Last month’s figure was the BEA’s third estimate for the first quarter. Yet at this stage the statisticians have comprehensive data on only 38.5% of GDP. Most of the rest was inferred using direct or indirect indicators, such as by taking the number of housing starts as a proxy for dollars invested in new home construction. For 12% of GDP, the statisticians used “trend-based data,” which essentially amounts to extrapolation and guess work. To take a couple of specific examples, the BEA had a reasonably accurate measure of cars bought in the first quarter, but it had to guess how much financial services were purchased.

Producing the most accurate statistics can be costly, complicated and fraught with these kinds of measurement problems. Despite the best efforts of the BEA’s excellent civil servants, the underlying data are noisy and incomplete, meaning that revisions to GDP growth estimates can be large and often confusing. The average absolute revision from 1993 through 2016 was 1.3 percentage point.

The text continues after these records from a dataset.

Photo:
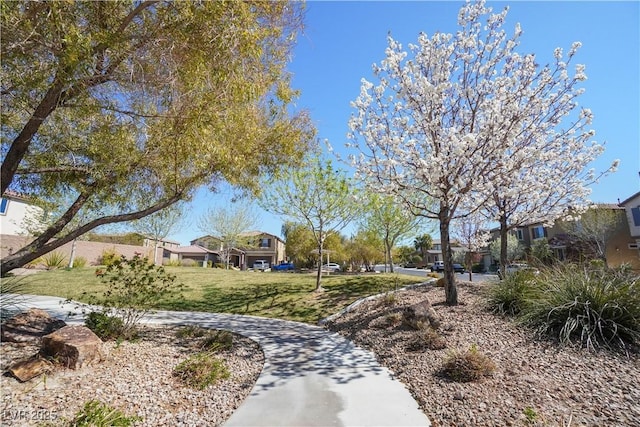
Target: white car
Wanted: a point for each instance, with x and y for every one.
(332, 267)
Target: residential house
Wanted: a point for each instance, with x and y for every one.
(632, 211)
(621, 247)
(435, 253)
(15, 208)
(259, 246)
(193, 254)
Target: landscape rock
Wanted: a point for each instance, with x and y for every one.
(28, 369)
(30, 326)
(73, 346)
(420, 315)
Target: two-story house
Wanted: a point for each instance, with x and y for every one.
(620, 246)
(257, 245)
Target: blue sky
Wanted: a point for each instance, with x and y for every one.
(343, 39)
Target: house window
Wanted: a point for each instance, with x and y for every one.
(537, 232)
(635, 212)
(265, 242)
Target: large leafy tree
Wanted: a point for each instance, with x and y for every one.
(454, 115)
(106, 101)
(317, 195)
(391, 221)
(423, 243)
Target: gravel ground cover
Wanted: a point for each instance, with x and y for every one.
(535, 383)
(137, 379)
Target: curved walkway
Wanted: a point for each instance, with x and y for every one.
(311, 377)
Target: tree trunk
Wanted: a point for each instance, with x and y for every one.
(450, 289)
(319, 273)
(72, 256)
(503, 246)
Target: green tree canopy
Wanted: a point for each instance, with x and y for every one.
(317, 195)
(130, 106)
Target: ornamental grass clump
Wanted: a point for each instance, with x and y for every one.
(509, 296)
(201, 370)
(593, 306)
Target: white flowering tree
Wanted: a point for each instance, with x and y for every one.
(455, 112)
(471, 233)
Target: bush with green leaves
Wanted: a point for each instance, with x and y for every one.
(215, 341)
(134, 287)
(108, 257)
(12, 300)
(201, 370)
(54, 260)
(467, 366)
(97, 414)
(79, 262)
(510, 296)
(105, 326)
(593, 306)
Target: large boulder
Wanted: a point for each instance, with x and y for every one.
(421, 315)
(25, 370)
(30, 326)
(73, 346)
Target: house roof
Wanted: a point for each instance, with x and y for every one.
(192, 249)
(624, 202)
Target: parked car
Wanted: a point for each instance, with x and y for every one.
(458, 268)
(332, 267)
(439, 266)
(261, 265)
(283, 266)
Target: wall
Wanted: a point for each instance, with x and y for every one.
(91, 251)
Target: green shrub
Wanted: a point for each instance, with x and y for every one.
(201, 370)
(104, 326)
(477, 268)
(133, 287)
(11, 299)
(468, 366)
(53, 260)
(191, 331)
(216, 341)
(98, 414)
(79, 262)
(108, 257)
(593, 306)
(510, 295)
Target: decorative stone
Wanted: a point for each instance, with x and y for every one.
(420, 315)
(25, 370)
(30, 326)
(73, 346)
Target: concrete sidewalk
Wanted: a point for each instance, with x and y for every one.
(311, 377)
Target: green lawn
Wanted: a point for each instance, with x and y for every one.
(280, 295)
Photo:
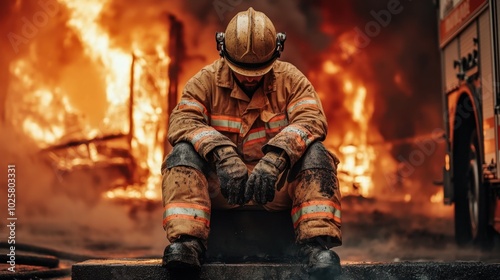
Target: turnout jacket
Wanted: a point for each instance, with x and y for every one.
(285, 112)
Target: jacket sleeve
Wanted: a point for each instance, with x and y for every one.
(190, 119)
(307, 121)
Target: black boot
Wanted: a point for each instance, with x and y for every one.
(321, 262)
(183, 258)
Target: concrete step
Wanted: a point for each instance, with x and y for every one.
(149, 269)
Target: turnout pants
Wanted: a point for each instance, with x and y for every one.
(190, 189)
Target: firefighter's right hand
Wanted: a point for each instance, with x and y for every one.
(232, 173)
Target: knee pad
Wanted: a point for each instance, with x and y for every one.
(315, 157)
(184, 154)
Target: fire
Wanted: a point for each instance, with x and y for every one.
(351, 144)
(115, 62)
(438, 197)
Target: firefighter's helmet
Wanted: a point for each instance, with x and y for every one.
(250, 44)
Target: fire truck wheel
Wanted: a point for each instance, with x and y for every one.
(471, 196)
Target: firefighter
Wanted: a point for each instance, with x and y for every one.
(248, 130)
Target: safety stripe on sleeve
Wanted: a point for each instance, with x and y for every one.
(201, 134)
(186, 211)
(254, 136)
(277, 123)
(302, 136)
(226, 123)
(316, 209)
(193, 104)
(301, 103)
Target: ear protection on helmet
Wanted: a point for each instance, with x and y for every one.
(220, 39)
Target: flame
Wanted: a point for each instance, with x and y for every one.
(438, 197)
(143, 64)
(355, 170)
(97, 45)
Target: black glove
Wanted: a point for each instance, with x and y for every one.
(262, 181)
(232, 173)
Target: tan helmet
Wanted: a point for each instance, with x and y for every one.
(250, 44)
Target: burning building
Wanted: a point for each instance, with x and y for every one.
(86, 88)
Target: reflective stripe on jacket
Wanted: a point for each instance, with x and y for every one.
(284, 112)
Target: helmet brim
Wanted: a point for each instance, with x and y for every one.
(250, 72)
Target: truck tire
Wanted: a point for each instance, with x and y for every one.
(471, 195)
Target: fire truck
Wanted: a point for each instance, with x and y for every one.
(469, 42)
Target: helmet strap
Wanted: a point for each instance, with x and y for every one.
(220, 38)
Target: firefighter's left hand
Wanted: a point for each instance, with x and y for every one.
(261, 183)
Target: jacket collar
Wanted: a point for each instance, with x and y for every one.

Drawing on more data can cancel out some of this noise and produce a more accurate figure that requires smaller revisions. Specifically, the BEA separately gauges the size of the economy by adding up all the different sources of income, such as wages and profits. This figure is called gross domestic income, or GDI, and in the first quarter of 2018 it grew by an estimated 3.6%, annualized.

Ultimately, GDI should be identical to GDP, since all money spent is money earned. But in practice the published estimates differ because the data are subject to different errors and reflect different guesses. Research shows that a simple average of GDP and GDI is a nearly optimal way to combine the two sets of information. For the first quarter it averages to 2.8% growth. That is the best predictor of what the government will eventually estimate for GDP after several years of revisions.

The BEA’s statisticians already report this number, which they call “average of GDP and GDI,” but they bury it, and the financial press and analysts usually ignore it. The BEA should immediately start reporting this figure as its headline growth estimate, because it is the most accurate way to measure the economy. Until it does, serious analysts can help themselves by playing down the noisier GDP data and focusing on the average, which better captures the economic signal.

With more time and resources, the BEA should integrate data from expenditures and incomes together into a single unified estimate, as many countries, including the United Kingdom and Canada, already do. When the BEA is filling in the blanks for the missing data on financial services, for example, it could choose numbers from both sources to create a combined best guess.

The additional accuracy would be beneficial for businesses and policy makers planning for the future. But accuracy becomes even more important when the economy may be entering a recession. Since estimating GDP involves extrapolating past performance, it overstates growth when things turn sharply downward. As the economy entered a tailspin at the end of 2008, the original report for the fourth quarter had GDP growth at minus 3.8%. That was eventually revised to minus 8.2%.

The BEA should fix the presentation of these data before the next major recession. An easy statistical change is all the Trump administration needs to MAGA: Measure American Growth Accurately.

Mr. Furman, a professor of practice at the Harvard Kennedy School, was chairman of the White House Council of Economic Advisers, 2013-17.